Key infrastructure still in design:

  • Meta-program for guest orchestration and constraint enforcement
  • Concise witness mechanism for cross-vProg reads
  • Continuous Account Dependency (CAD) for parallel execution
  • Parallelism-aware gas model
  • Prover market economics

DagKnight: The Other Critical Piece

vProgs don’t exist in isolation. They depend on DagKnight — the next-generation consensus protocol replacing GHOSTDAG.

Property GHOSTDAG (Current) DagKnight (Coming)
Ordering Approximate Precise
Finality Probabilistic Near-instant
Parameters Manual tuning Parameterless, adaptive
Throughput Already fast Enables 30,000+ TPS

The DagKnight branch has been active in the main rusty-kaspa repository since February 27, 2026. Precise block ordering and instant finality are prerequisites for vProgs to operate at full throughput.


The Dependency Chain

Understanding what depends on what explains why this is phased:

Crescendo (done)
  |
  v
Toccata hard fork (~June 5-20, 2026)
  |
  v
DagKnight consensus (active development)
  |
  v
Phase 1: Standalone vProgs
  |
  v
Phase 2: Synchronous Composability
  |
  v
Full Application Ecosystem (DeFi, DAOs, enterprise)

Each layer depends on the one below it. You can’t have composable vProgs without standalone vProgs. You can’t have standalone vProgs without ZK verification on L1. And you can’t have ZK verification without the Covenants++ fork.

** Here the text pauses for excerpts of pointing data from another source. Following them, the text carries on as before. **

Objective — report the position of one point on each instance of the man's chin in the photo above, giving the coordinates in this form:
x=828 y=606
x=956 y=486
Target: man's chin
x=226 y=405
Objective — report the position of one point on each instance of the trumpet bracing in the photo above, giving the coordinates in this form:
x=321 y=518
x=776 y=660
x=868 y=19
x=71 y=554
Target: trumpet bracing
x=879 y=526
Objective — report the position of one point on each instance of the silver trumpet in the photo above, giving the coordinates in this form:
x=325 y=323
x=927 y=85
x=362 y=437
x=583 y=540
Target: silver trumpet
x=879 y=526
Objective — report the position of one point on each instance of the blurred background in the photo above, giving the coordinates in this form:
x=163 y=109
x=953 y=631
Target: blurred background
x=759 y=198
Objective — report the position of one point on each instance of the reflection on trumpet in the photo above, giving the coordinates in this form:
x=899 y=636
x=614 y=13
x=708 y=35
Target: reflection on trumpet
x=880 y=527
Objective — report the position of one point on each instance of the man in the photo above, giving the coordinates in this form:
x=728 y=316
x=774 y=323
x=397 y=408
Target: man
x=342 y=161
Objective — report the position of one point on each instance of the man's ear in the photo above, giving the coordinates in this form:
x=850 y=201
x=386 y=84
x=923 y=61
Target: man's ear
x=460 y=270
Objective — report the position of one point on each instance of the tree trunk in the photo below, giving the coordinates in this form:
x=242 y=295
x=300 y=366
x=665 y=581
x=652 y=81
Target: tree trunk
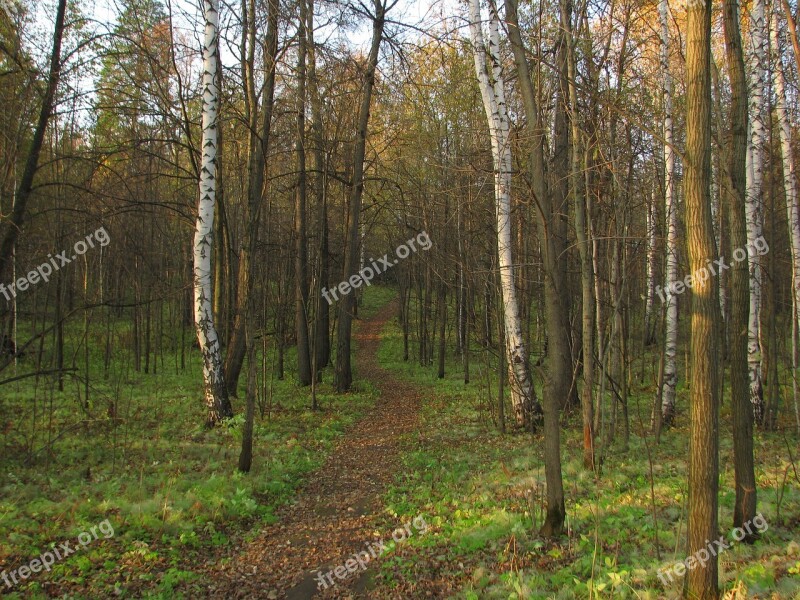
x=344 y=371
x=736 y=142
x=488 y=68
x=216 y=394
x=259 y=145
x=10 y=232
x=301 y=242
x=704 y=389
x=758 y=99
x=550 y=224
x=322 y=340
x=671 y=211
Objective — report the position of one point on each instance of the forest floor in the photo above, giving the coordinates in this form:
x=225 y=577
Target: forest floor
x=403 y=488
x=337 y=513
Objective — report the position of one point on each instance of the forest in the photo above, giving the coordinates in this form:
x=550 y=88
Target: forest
x=399 y=299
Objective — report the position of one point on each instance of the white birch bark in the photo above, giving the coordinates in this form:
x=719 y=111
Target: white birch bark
x=493 y=95
x=790 y=189
x=214 y=387
x=671 y=210
x=652 y=259
x=759 y=86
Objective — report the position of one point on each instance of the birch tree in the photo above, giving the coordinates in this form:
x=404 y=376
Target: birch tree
x=216 y=393
x=758 y=97
x=489 y=70
x=671 y=210
x=789 y=186
x=735 y=186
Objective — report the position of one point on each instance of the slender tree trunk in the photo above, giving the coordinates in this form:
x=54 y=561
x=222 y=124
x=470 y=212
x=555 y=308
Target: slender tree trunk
x=650 y=316
x=301 y=242
x=787 y=155
x=671 y=210
x=216 y=393
x=587 y=275
x=736 y=182
x=344 y=371
x=10 y=232
x=259 y=145
x=322 y=342
x=488 y=68
x=702 y=580
x=553 y=244
x=758 y=98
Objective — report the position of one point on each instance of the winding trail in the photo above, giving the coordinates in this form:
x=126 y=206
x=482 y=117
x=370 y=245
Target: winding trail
x=336 y=512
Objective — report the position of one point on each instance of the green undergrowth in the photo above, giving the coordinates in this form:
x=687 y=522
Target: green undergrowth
x=483 y=494
x=138 y=454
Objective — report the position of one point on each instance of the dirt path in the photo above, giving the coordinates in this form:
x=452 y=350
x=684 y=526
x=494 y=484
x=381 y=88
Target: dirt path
x=337 y=511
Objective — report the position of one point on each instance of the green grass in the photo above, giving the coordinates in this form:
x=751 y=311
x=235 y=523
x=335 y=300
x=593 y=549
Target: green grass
x=483 y=494
x=138 y=454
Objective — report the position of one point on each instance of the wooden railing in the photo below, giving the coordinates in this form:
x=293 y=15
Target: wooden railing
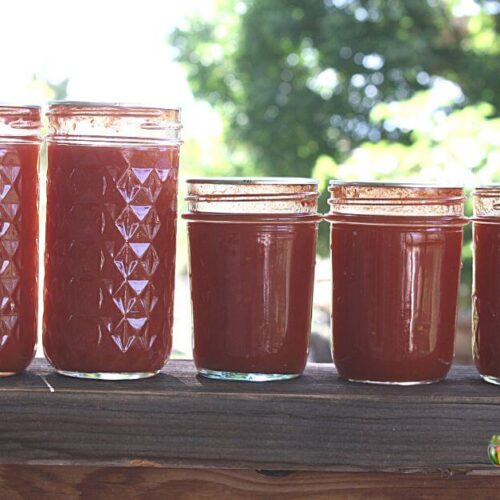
x=178 y=435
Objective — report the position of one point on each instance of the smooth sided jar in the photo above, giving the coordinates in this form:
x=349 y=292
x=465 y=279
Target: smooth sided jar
x=252 y=244
x=20 y=139
x=395 y=252
x=486 y=282
x=110 y=239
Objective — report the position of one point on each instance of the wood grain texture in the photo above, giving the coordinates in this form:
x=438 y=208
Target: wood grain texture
x=317 y=422
x=71 y=482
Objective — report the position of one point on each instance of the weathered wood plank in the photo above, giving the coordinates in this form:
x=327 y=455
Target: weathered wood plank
x=67 y=482
x=317 y=422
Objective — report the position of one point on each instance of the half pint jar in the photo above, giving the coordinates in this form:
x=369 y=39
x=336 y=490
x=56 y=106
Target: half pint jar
x=19 y=148
x=486 y=282
x=395 y=252
x=252 y=248
x=110 y=239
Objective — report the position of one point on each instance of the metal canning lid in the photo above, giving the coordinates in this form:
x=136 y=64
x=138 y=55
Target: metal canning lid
x=486 y=199
x=394 y=184
x=396 y=199
x=20 y=121
x=78 y=121
x=253 y=195
x=253 y=180
x=89 y=107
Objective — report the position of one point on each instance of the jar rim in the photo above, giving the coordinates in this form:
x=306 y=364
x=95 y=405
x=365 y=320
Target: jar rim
x=482 y=187
x=395 y=184
x=7 y=109
x=302 y=181
x=82 y=108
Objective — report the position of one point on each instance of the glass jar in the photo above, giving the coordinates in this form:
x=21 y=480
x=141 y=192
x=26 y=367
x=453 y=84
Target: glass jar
x=252 y=248
x=110 y=239
x=20 y=140
x=486 y=282
x=395 y=252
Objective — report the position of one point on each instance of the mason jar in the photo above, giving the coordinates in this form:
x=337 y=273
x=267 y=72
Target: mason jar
x=486 y=282
x=395 y=252
x=110 y=238
x=20 y=138
x=252 y=245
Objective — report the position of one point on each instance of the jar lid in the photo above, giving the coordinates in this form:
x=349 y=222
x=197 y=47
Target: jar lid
x=80 y=121
x=244 y=195
x=396 y=199
x=20 y=122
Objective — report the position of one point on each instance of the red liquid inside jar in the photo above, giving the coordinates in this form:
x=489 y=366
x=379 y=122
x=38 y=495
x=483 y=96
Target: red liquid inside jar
x=110 y=258
x=395 y=291
x=19 y=148
x=486 y=289
x=252 y=279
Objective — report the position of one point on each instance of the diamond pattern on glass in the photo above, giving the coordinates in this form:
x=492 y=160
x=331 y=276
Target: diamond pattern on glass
x=10 y=258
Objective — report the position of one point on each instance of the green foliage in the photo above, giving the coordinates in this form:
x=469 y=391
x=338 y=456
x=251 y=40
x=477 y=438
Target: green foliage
x=358 y=89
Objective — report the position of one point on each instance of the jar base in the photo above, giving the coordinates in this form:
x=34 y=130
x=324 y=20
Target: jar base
x=490 y=379
x=405 y=383
x=246 y=377
x=108 y=375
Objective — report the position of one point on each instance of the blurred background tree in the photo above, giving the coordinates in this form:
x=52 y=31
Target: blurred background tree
x=357 y=89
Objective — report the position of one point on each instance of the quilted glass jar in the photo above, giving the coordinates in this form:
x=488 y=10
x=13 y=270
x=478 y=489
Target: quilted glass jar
x=110 y=239
x=19 y=148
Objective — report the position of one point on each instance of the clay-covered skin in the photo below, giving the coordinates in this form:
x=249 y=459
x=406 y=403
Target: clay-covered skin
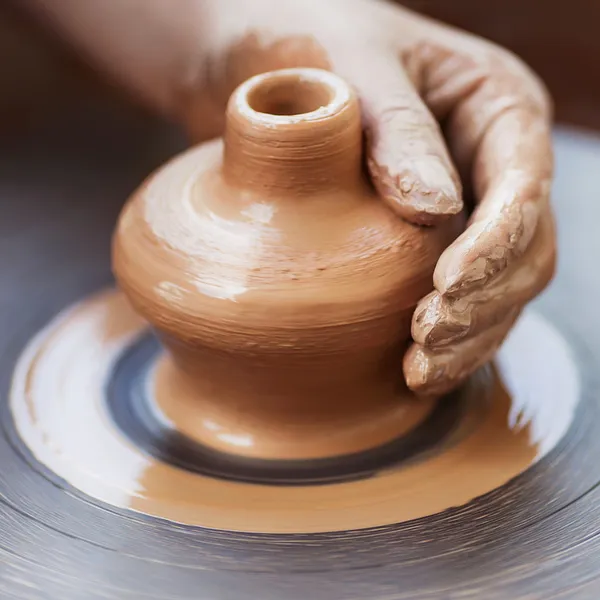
x=283 y=287
x=410 y=74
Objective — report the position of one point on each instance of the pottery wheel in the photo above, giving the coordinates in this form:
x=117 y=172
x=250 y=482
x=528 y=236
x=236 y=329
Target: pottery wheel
x=535 y=536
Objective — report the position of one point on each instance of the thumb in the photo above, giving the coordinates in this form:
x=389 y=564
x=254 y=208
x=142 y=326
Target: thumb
x=406 y=154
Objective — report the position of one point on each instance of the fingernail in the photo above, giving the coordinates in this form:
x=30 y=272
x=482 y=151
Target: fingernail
x=421 y=191
x=430 y=188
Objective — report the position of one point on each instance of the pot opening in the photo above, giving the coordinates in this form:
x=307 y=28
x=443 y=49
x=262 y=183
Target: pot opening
x=291 y=95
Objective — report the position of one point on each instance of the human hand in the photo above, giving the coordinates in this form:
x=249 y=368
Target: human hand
x=411 y=74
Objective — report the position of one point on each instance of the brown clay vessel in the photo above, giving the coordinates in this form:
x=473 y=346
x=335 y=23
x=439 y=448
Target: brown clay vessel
x=281 y=285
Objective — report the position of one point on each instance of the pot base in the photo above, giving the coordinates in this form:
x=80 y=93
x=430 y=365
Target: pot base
x=81 y=405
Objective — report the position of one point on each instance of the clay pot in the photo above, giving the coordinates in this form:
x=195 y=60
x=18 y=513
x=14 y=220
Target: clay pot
x=282 y=286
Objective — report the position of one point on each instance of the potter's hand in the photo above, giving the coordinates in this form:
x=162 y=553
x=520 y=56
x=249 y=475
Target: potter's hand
x=410 y=73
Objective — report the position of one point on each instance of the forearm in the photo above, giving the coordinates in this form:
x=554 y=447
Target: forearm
x=155 y=48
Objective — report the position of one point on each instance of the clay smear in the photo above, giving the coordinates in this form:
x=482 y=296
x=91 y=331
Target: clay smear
x=58 y=406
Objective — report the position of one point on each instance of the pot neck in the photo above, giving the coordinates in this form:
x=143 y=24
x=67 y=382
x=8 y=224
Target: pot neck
x=293 y=132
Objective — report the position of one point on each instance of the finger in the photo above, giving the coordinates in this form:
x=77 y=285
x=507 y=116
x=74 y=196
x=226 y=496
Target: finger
x=442 y=320
x=430 y=371
x=406 y=154
x=498 y=117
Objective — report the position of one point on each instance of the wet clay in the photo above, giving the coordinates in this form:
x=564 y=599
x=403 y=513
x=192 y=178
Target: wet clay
x=57 y=401
x=281 y=284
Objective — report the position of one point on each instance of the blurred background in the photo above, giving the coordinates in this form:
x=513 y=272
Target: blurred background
x=560 y=40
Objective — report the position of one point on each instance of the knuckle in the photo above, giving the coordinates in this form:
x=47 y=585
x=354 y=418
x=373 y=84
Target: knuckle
x=507 y=67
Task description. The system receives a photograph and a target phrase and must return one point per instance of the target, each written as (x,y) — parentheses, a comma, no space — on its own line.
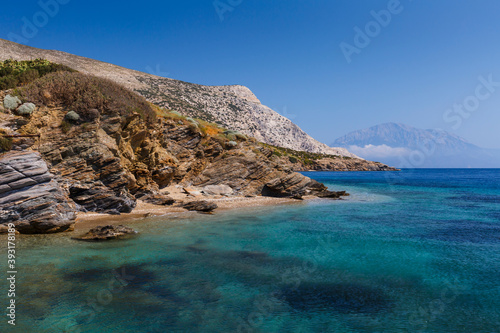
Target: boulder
(30,197)
(200,206)
(107,232)
(218,190)
(333,194)
(72,116)
(26,109)
(11,102)
(158,199)
(231,144)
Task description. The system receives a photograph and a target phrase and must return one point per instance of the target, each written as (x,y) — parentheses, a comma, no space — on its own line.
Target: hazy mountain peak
(234,106)
(406,146)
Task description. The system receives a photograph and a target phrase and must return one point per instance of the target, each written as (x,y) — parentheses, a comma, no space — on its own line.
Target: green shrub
(5,143)
(14,73)
(82,93)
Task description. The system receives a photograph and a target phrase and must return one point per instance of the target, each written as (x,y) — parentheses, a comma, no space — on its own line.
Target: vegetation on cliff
(15,73)
(85,93)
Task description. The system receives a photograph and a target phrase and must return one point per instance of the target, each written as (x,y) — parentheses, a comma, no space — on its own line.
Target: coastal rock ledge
(30,197)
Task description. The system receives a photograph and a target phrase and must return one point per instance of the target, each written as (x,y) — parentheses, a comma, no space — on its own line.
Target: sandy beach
(144,210)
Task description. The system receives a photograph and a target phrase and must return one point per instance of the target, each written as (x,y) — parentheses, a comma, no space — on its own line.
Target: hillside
(71,142)
(234,107)
(406,146)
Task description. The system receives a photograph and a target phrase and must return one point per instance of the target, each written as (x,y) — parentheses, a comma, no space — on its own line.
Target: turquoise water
(414,251)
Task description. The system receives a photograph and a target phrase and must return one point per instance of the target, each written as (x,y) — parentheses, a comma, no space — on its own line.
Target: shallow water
(414,251)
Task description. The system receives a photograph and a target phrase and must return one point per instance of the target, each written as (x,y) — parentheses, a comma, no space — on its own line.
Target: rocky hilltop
(71,143)
(233,107)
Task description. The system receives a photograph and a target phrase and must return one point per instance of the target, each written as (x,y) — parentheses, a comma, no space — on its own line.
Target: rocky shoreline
(70,153)
(55,170)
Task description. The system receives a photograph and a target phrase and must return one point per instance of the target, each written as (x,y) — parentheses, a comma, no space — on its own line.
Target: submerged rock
(106,233)
(158,199)
(333,194)
(26,109)
(11,102)
(218,190)
(200,206)
(30,197)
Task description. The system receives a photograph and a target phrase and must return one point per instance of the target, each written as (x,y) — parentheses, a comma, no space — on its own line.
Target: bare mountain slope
(234,107)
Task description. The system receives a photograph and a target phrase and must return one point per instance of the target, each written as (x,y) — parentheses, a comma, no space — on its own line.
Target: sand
(143,209)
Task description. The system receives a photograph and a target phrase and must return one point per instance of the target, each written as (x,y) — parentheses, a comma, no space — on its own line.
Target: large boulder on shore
(200,206)
(107,232)
(30,197)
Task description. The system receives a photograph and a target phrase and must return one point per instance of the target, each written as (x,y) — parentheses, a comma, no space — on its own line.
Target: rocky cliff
(234,107)
(104,160)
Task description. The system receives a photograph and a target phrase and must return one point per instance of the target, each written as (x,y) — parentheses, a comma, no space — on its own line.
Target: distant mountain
(233,106)
(409,147)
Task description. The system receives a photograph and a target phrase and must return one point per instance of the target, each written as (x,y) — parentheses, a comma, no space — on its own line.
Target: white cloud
(372,152)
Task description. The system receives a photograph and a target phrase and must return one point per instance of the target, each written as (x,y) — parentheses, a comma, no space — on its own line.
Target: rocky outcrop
(235,107)
(108,232)
(30,197)
(200,206)
(343,164)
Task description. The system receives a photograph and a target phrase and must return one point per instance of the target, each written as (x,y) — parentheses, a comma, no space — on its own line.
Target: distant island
(405,146)
(74,144)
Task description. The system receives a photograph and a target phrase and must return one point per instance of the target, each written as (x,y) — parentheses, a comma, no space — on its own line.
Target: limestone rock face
(30,197)
(235,106)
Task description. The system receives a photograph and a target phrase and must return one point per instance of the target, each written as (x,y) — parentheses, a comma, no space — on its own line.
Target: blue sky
(428,58)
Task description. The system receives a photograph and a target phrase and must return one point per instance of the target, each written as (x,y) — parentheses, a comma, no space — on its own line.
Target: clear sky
(409,67)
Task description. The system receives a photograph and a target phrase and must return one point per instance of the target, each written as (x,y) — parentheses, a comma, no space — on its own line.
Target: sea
(410,251)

Why Not Just Ship Everything at Once?

Shipping in phases is a deliberate choice, not a delay:

Security first. Each layer gets tested independently on TN12 before mainnet. The ZK covenant rollup PoC proved the full cycle works before anyone talks about composability.

No trusted setup shortcuts. vProgs use Groth16 and RISC Zero — proof systems with well-understood security properties. Building on unproven cryptography to ship faster would be irresponsible.

The base layer matters most. A bug in an L2 rollup loses funds on that rollup. A bug in L1 consensus could compromise the entire network. Kaspa’s approach is to get each layer right before building the next one.

Developers can start now. You don’t need Phase 2 composability to build useful applications. The covenant primitives shipping with Covenants++ are powerful on their own. ZK-verified rollups, native tokens, and programmable vaults are all Phase 1 applications.


How to Track Progress


The Bottom Line

Toccata is shipping to mainnet around June 2026. That’s the real starting line – the moment developers can deploy ZK-verified applications on Kaspa L1. Phase 1 standalone vProgs follow, with the full composable ecosystem building from there.

The architecture is not theoretical. The ZK proof verification works. The covenant rollup works. The testnet is live. What remains is hardening, auditing, and activating on mainnet.

If you want to build, start now. The quickstart guide and tutorials are ready. Everything you prototype on TN12 today will translate directly to mainnet after Toccata activates.